Stefan Grand Prix is backed by Serbian engineering firm AMCO and headed by one Zoran Stefanovic, who, like N.Technology, filed an official complaint over the FIA's selection process for new teams. His suit was rejected, but Stefanovic remained determined. The departure of Toyota from the scene and the availability of its assets – including its 2010 car design and the all-important entry slot for next year's championship – may prove to be his way in. The deal could involve Toyota sticking around to supply engines for the next few years, and Kamui Kobayashi could be part of the package, operating from the current facility in Cologne, Germany, until the move to Serbia could be completed.

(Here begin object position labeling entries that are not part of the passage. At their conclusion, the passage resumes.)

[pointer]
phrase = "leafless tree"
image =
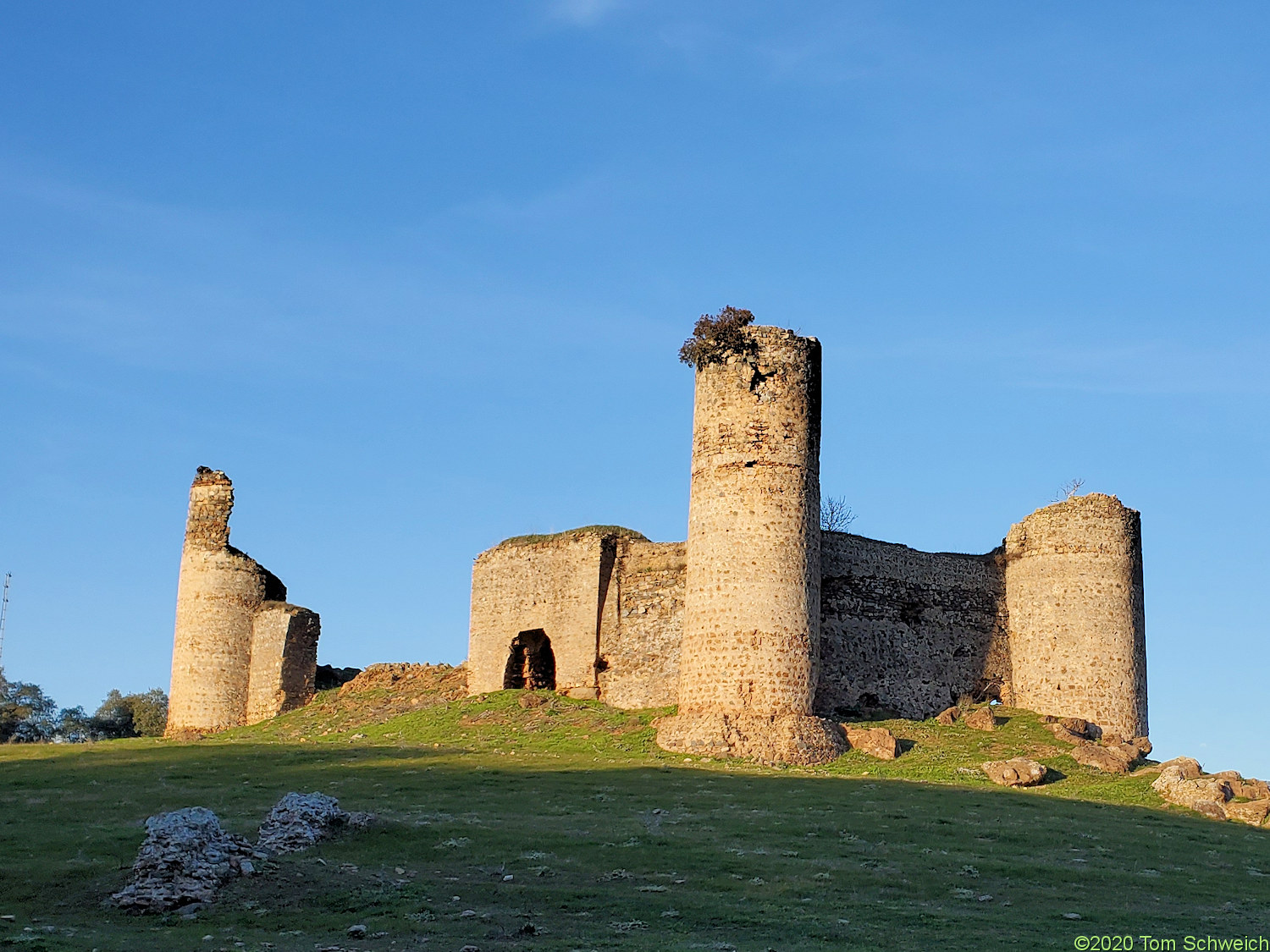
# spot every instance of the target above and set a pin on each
(836, 515)
(1068, 490)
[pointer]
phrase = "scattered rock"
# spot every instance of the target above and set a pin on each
(1124, 749)
(980, 720)
(327, 677)
(1252, 812)
(1181, 782)
(1063, 734)
(300, 820)
(875, 741)
(1109, 759)
(1212, 809)
(185, 858)
(1250, 789)
(1016, 772)
(1188, 767)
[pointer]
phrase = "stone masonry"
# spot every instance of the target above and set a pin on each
(240, 652)
(761, 625)
(1074, 607)
(752, 592)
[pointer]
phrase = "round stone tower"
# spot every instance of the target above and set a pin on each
(752, 603)
(1074, 601)
(218, 596)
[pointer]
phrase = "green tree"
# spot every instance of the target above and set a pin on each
(27, 715)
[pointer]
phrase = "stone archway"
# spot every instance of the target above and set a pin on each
(531, 662)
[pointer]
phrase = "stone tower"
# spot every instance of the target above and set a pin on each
(240, 652)
(1074, 602)
(752, 601)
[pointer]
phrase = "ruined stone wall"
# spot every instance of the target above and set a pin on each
(284, 660)
(751, 630)
(908, 630)
(1077, 625)
(218, 593)
(558, 584)
(642, 626)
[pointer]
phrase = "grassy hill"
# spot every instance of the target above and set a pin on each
(563, 827)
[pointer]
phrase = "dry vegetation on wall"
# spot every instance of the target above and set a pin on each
(574, 533)
(715, 337)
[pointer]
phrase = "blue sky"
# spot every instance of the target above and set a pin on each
(414, 276)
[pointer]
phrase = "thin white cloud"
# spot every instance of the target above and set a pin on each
(582, 13)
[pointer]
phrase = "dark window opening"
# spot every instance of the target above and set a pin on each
(531, 663)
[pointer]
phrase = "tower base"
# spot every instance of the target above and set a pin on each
(780, 739)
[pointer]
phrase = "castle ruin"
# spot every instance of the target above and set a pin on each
(241, 652)
(762, 629)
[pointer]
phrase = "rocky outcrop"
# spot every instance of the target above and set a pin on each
(1252, 812)
(1016, 772)
(300, 820)
(875, 741)
(982, 720)
(185, 858)
(1183, 782)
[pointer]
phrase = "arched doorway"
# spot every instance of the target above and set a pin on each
(531, 663)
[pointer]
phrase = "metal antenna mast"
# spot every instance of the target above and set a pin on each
(4, 614)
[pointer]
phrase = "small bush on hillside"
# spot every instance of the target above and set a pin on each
(30, 716)
(836, 515)
(715, 337)
(131, 715)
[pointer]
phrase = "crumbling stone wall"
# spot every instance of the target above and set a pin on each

For its part, Toyota is likely trying to find a way to get around its commitments under the Concorde Agreement to remain in the series, the failure of which to honor could cost Toyota hundreds of millions in fines. Meanwhile if Stefan Grand Prix manages to pull it off, they'll have successfully circumnavigated the allegedly flawed selection process and secured their spot on the grid. Stefanovic denies the prospect of his outfit simply stepping in to Toyota's place, but confirmed that negotiations are under way.
Meanwhile Sauber – which just reacquired itself from BMW in the wake of the failed Qadbak deal – was hoping Toyota would default on its agreement, thereby giving them the green light. If the Stefan deal goes through, Sauber could be locked out, unless the powers-that-be opt to let them in as an unprecedented 14th entry.